From mboxrd@z Thu Jan  1 00:00:00 1970
Subject: Query re:  mempolicy for page cache pages
From: Lee Schermerhorn <Lee.Schermerhorn@hp.com>
Content-Type: text/plain
Date: Thu, 18 May 2006 13:49:59 -0400
Message-Id: <1147974599.5195.96.camel@localhost.localdomain>
Mime-Version: 1.0
Content-Transfer-Encoding: 7bit
Sender: owner-linux-mm@kvack.org
Return-Path: <owner-linux-mm@kvack.org>
To: linux-mm <linux-mm@kvack.org>
Cc: Christoph Lameter <clameter@sgi.com>, Andi Kleen <ak@suse.de>, Steve Longerbeam <stevel@mvista.com>, Andrew Morton <akpm@osdl.org>
List-ID: <linux-mm.kvack.org>

Below I've included an overview of a patch set that I've been working
on.  I submitted a previous version [then called Page Cache Policy] back
~20Apr.  I started working on this because Christoph seemed to consider
this a prerequisite for considering migrate-on-fault/lazy-migration/...
Since the previous post, I have addressed comments [from Christoph] and
kept the series up to date with the -mm tree.  

Just today, I was cleaning up some really old patches on my system and
came across a patch from Steve Longerbeam that passes a page index to
page_cache_alloc_cold()--exactly what my patch series does.  I took a
look back through the -mm archives [Yeah, I should have done this
earlier :-(] and found that back in Oct'04, Steve had posted a patch
[set] that takes essentially the same approach to solve the same
"problem".  

Since Steve's patches never made it into the kernel and don't exist in
the -mm tree either, I'm wondering why they were dropped.  I.e., is
there some fundamental objection to applying shared policy to memory
mapped files and using this policy for page cache allocations?  Rather
than bomb the mailing list with yet another set of dead-end patches, I'm
sending out just this overview, with the following questions:

1) What ever happened to Steve's patch set?

2) Is this even a problem that needs solving, as Christoph seem to think
at one time?

3) If so, is this the right approach?  I.e., should I post the actual
patches?

4) If you don't agree with this approach, how would you go about it?

Regards,
Lee

P.S., tarballs containing the entire series, along with my "lazy
migration" patches can be found at:
http://free.linux.hp.com/~lts/Patches/PageMigration/ in -rcX-mmY
subdirs.

=====================================================================
Mapped File Policy V0.1 0/7 Overview

Formerly "Page Cache Policy" series.

V0.1 -	renamed and revised the series.  I think this name and
	breakout makes more sense.
	Prevent migration of file backed pages with shared
	policy from private mappings thereof.
	Also, address impact on show_numa_map() of patch #3
	of this series.
	refreshed against 2.6.17-rc4-mm1.

Basic "problem":  currently [2.6.17-rcx], files mmap()ed SHARED
do not follow mem policy applied to the mapped regions.  Instead, 
shared, file backed pages are allocated using the allocating
tasks' task policy.  This is inconsistent with the way that anon
and shmem pages are handled.

One reason for this is that down where pages are allocated for
file backed pages, the faulting (mm, vma, address) are not 
available to compute the policy.  However, we do have the inode
[via the address space] and file index/offset available.  If the
applicable policy could be determined from just this info, the
vma and address would not be required.

The following series of patches against 2.6.17-rc4-mm1 implement
numa memory policy for shared, mmap()ed files.   Because files
mmap()ed SHARED are shared between tasks just like shared memory
regions, I've used the shared_policy infrastructure from shmem.
This infrastructure applies policies directly to ranges of a file
using an rb_tree.

These patches result in the following internal and external
semantics:

1) The vma get|set_policy ops handle mem policies on sub-vma
   address ranges for shared, linear mappings [shmem, files]
   without splitting the vmas at the policy boundaries.
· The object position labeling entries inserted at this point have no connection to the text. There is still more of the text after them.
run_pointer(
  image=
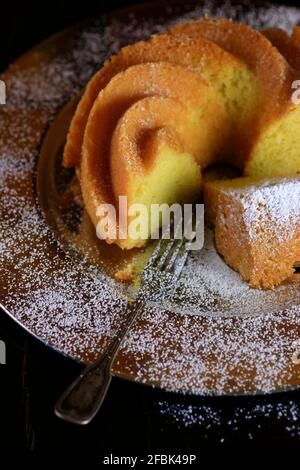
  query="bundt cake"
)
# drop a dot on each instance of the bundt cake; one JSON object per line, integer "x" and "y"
{"x": 257, "y": 226}
{"x": 162, "y": 110}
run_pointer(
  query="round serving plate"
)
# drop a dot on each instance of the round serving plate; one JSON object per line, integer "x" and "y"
{"x": 213, "y": 334}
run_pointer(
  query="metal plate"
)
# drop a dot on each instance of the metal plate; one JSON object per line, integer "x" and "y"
{"x": 214, "y": 334}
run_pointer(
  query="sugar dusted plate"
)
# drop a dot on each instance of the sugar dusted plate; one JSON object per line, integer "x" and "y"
{"x": 214, "y": 334}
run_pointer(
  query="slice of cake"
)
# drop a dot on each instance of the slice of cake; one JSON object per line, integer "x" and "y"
{"x": 257, "y": 226}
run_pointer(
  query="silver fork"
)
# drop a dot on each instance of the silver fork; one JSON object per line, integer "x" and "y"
{"x": 83, "y": 398}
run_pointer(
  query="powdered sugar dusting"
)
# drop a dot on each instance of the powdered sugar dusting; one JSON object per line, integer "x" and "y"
{"x": 223, "y": 347}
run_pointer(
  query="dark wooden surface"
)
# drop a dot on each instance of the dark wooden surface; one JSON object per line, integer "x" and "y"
{"x": 132, "y": 419}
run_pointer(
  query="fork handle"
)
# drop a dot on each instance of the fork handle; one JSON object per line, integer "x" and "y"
{"x": 83, "y": 398}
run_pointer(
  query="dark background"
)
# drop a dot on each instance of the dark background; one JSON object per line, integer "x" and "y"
{"x": 131, "y": 420}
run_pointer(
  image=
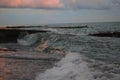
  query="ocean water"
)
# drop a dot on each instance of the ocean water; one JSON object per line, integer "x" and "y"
{"x": 102, "y": 54}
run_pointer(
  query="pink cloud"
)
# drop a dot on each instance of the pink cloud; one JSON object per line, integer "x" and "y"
{"x": 32, "y": 3}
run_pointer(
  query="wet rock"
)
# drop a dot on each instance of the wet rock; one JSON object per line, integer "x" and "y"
{"x": 106, "y": 34}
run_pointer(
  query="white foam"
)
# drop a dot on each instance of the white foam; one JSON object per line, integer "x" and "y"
{"x": 72, "y": 67}
{"x": 28, "y": 39}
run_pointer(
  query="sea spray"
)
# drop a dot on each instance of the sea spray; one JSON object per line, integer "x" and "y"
{"x": 72, "y": 67}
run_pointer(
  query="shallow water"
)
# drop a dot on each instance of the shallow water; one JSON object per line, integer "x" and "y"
{"x": 100, "y": 49}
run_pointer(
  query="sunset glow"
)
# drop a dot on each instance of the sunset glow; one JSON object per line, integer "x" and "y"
{"x": 31, "y": 3}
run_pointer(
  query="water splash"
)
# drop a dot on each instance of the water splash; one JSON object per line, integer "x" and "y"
{"x": 72, "y": 67}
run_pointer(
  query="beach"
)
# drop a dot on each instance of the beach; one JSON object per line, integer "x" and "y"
{"x": 61, "y": 52}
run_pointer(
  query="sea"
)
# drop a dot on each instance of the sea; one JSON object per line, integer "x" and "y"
{"x": 87, "y": 57}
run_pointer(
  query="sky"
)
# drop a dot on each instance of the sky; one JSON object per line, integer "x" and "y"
{"x": 35, "y": 12}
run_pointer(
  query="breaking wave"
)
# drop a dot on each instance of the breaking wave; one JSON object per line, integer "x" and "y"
{"x": 27, "y": 39}
{"x": 72, "y": 67}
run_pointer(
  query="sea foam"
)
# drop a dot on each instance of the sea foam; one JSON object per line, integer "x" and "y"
{"x": 72, "y": 67}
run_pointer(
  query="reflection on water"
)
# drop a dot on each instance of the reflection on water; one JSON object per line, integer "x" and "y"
{"x": 11, "y": 69}
{"x": 2, "y": 64}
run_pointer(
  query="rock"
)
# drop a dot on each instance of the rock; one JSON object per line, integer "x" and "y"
{"x": 42, "y": 46}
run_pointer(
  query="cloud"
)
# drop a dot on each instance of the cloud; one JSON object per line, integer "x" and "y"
{"x": 48, "y": 4}
{"x": 61, "y": 4}
{"x": 91, "y": 4}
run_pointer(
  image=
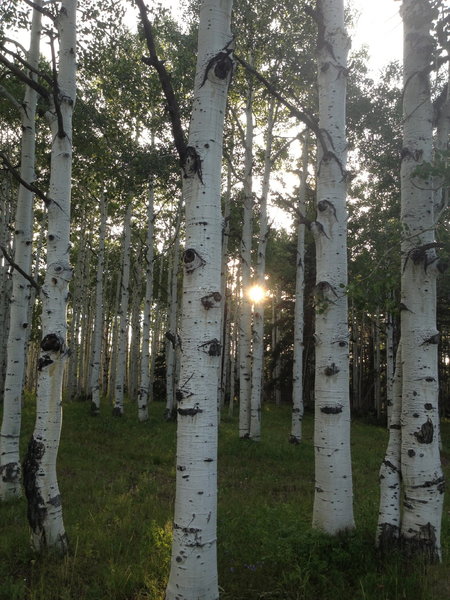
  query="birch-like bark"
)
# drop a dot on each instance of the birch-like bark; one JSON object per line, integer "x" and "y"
{"x": 10, "y": 469}
{"x": 389, "y": 365}
{"x": 98, "y": 319}
{"x": 135, "y": 341}
{"x": 172, "y": 333}
{"x": 193, "y": 572}
{"x": 72, "y": 375}
{"x": 122, "y": 329}
{"x": 275, "y": 350}
{"x": 245, "y": 316}
{"x": 297, "y": 369}
{"x": 225, "y": 340}
{"x": 376, "y": 364}
{"x": 145, "y": 381}
{"x": 6, "y": 208}
{"x": 388, "y": 529}
{"x": 258, "y": 312}
{"x": 333, "y": 500}
{"x": 423, "y": 481}
{"x": 40, "y": 480}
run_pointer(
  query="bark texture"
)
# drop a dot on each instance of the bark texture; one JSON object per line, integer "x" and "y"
{"x": 333, "y": 505}
{"x": 40, "y": 480}
{"x": 10, "y": 470}
{"x": 297, "y": 369}
{"x": 193, "y": 572}
{"x": 423, "y": 482}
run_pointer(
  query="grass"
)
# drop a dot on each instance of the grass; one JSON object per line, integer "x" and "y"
{"x": 117, "y": 483}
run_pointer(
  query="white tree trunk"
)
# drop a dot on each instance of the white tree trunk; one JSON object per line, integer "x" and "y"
{"x": 172, "y": 333}
{"x": 423, "y": 481}
{"x": 145, "y": 381}
{"x": 245, "y": 316}
{"x": 258, "y": 312}
{"x": 333, "y": 500}
{"x": 389, "y": 365}
{"x": 193, "y": 572}
{"x": 98, "y": 319}
{"x": 10, "y": 470}
{"x": 297, "y": 370}
{"x": 225, "y": 340}
{"x": 122, "y": 333}
{"x": 376, "y": 364}
{"x": 388, "y": 529}
{"x": 40, "y": 481}
{"x": 135, "y": 323}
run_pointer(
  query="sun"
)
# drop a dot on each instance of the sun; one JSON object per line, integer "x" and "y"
{"x": 256, "y": 294}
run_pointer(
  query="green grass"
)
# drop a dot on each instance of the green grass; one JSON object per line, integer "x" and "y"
{"x": 117, "y": 483}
Private
   and non-linear mappings still split the vma to apply policy.
   However, vma policy is still not visible to the filemap_nopage()
   fault path.  

2) As with shmem segments, the shared policies applied to shared
   file mappings persist as long as the inode remains--i.e., until
   the file is deleted or the inode recycled--whether or not any
   task has the file mapped or even open.  We could, I suppose,
   free the map on last close.

3) Vma policy of private mappings of files only apply when the 
   task gets a private copy of the page--i.e., when do_wp_page()
   breaks the COW sharing and allocates a private page.  Private,
   read-only mappings of a file use the shared policy which 
   defaults, as before, to process policy, which itself defaults
   to, well... default policy.  This is how mapped files have
   always behaved.

	Could be addressed by passing vma,addr down to where
	page cache pages are allocated and use different policy
	for shared, linear vs private or nonlinear mappings.
	Worth the effort?

4) mbind(... 'MOVE*, ...) will not migrate non-anon file backed
   pages in a private mapping if the file has a shared policy.
   Rather, only anon pages that the mapping task has "COWed"
   will be migrated.  If the mapped file does NOT have a shared
   policy or the file is mapped shared, then the pages will be
   migrated, subject to mapcount, as before.  [patch 6]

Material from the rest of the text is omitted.